Shwe-nandaw Kyaung dates to the mid-nineteenth century. Believed to be originally part of the royal palace at Amarapura, it was moved to Mandalay and, with the name Mya Nan San Kyaw, became part of King King Mindon-Min’s apartments at Mandalay palace complex. In the 1880s, soon after the King’s death, his son King Thibaw moved the structure to its present location, refurbishing it as a monastery. Significantly, the moving saved the building from the bombing of Mandalay during World War II, which destroyed most of the buildings of King Mindon-Min’s palace. The relocated Shwe-nandaw Kyaung is the only surviving wooden structure of that complex, featuring a unique gilded interior with extensive and intricate woodcarvings, unrivaled in their intricacy. In fact, Shwe-nandaw Kyaung is considered one of the most beautiful monasteries in Myanmar, and it is also one of the highest visited tourist sites in the country.
Wooden monasteries were once ubiquitous features of Myanmar’s landscape and important aspects of the country’s cultural heritage. Each village had its own monastery with variations in appearance and ornamentation that reflected local vernacular styles. However, many of the teakwood monastic buildings in Myanmar are endangered due to lack of maintenance or unsympathetic restorations, an issue emphasized by the rareness and high cost of teak wood and the loss of craftsmanship.
Collaboration between US Embassy and local heritage authorities brings training and conservation opportunities
With support from the U.S. Embassy in Burma, the Ambassadors Fund for Cultural Preservation, and others, World Monuments Fund has been leading conservation efforts at Shwe-nandaw Kyaung since 2014. The project aims to preserve the nineteenth-century architecture and craftsmanship characterizing the original structure at the time of its 1883 re-construction in the present location.
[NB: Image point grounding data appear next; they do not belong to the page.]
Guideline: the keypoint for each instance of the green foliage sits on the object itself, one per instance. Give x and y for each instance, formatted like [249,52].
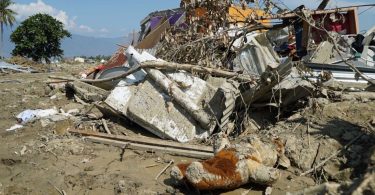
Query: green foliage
[7,17]
[39,37]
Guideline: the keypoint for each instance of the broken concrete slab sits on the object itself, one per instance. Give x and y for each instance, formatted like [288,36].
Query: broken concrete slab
[152,109]
[150,106]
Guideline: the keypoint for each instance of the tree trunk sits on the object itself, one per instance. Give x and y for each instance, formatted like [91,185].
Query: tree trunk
[2,38]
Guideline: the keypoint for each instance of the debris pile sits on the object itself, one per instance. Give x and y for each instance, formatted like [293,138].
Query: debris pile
[201,72]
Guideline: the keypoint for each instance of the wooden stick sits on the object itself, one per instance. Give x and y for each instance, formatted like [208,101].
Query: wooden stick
[106,126]
[79,100]
[146,140]
[149,147]
[165,168]
[333,155]
[62,78]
This involves deployment of building technologies and crafts unique to this monument.
Extensive study was undertaken on the traditional building technologies employed at the site and an understanding of the deterioration and threats to the building’s primary building material, teak, in a tropical environment. Based on these activities, emergency structural, foundation, and drainage repairs were undertaken. Subsequent work focused on water management upgrades, repair of the monument’s staircases, and a comprehensive program targeting the monastery’s veranda—a first floor-level walkway surrounding the building.
Work is ongoing along with opportunities for training workshops on conservation practice and site management, and an important training program on traditional carpentry crafts and traditional timber framing, with a special emphasis on water damage and protective measures against fire. A cadre of skilled craftsmen are being trained in the forgotten Konbaung Dynasty on timber framing and carpentry techniques, creating a workforce that could be employed in other conservation projects implemented in the numerous historic wooden buildings scattered throughout Myanmar.